2. Discover Before Implementing
Before writing any complex logic, check if an ActionBlock already exists:
// List available ActionBlocks
const blocks = await codebolt.actionBlock.list();
// Check if there's one for your use case
const planningBlock = blocks.data.find(b => b.name.includes('plan'));
if (planningBlock) {
// Use it instead of writing inline logic
const result = await codebolt.actionBlock.start(planningBlock.name, params);
}
3. Keep Agents Thin
Agents should be orchestrators, not implementors:
- Use ActionBlocks for complex logic (planning, job creation, task decomposition)
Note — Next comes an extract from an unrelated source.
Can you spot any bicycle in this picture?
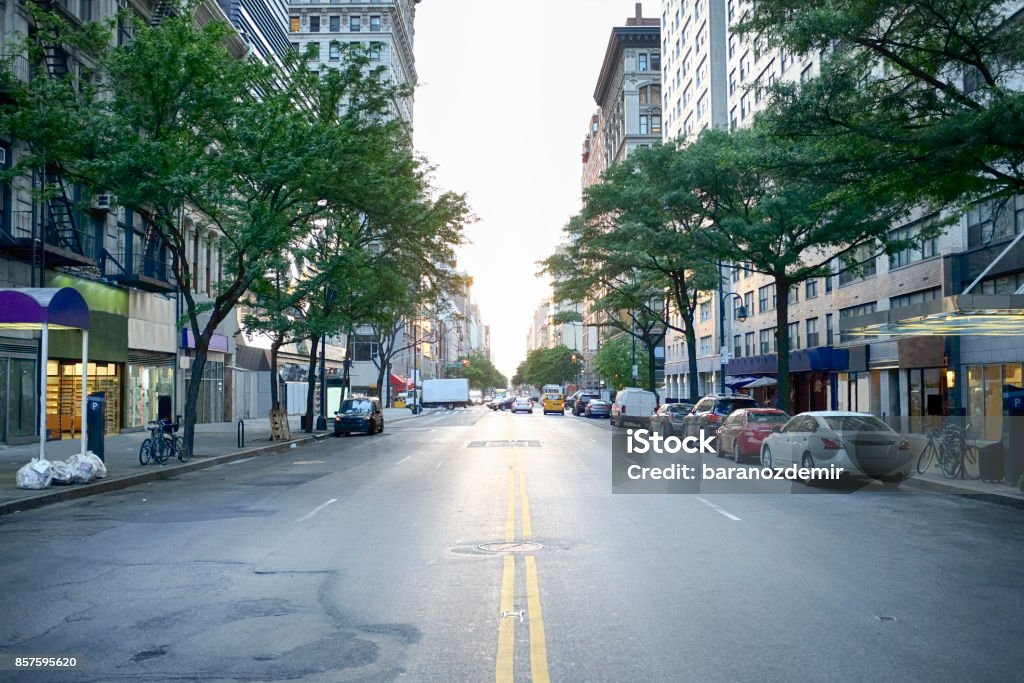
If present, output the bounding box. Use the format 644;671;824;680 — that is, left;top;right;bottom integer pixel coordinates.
138;417;189;465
- Use Workflows for multi-step orchestration
- Keep agent code focused on flow control and user interaction
4. Type-Safe ActionBlock Calls
// Define expected response type
interface PlanResult {
planId: string;
tasks: Array<{ id: string; name: string }>;
}
// Use typed response
const result = await codebolt.actionBlock.start<PlanResult>('create-plan-for-given-task', {
userMessage: msg
});
if (result.success && result.result) {
const planId = result.result.planId; // TypeScript knows this exists
}
Related Skills
Use these skills to get detailed information about Codebolt APIs and MCP tools:
-
codebolt_api_access - Access detailed documentation for all direct TypeScript SDK APIs (
codebolt.fs,codebolt.llm,codebolt.terminal,codebolt.chat, etc.). Use this skill when you need to understand the exact method signatures, parameters, and return types for Level 1 direct API calls. -
codebolt-mcp-access - Access documentation for MCP (Model Context Protocol) functions and tool execution (
codebolt.tools.executeTool,codebolt.tools.getTools, etc.). Use this skill when you need to understand how to execute MCP tools, list available tools, or build custom MCP servers.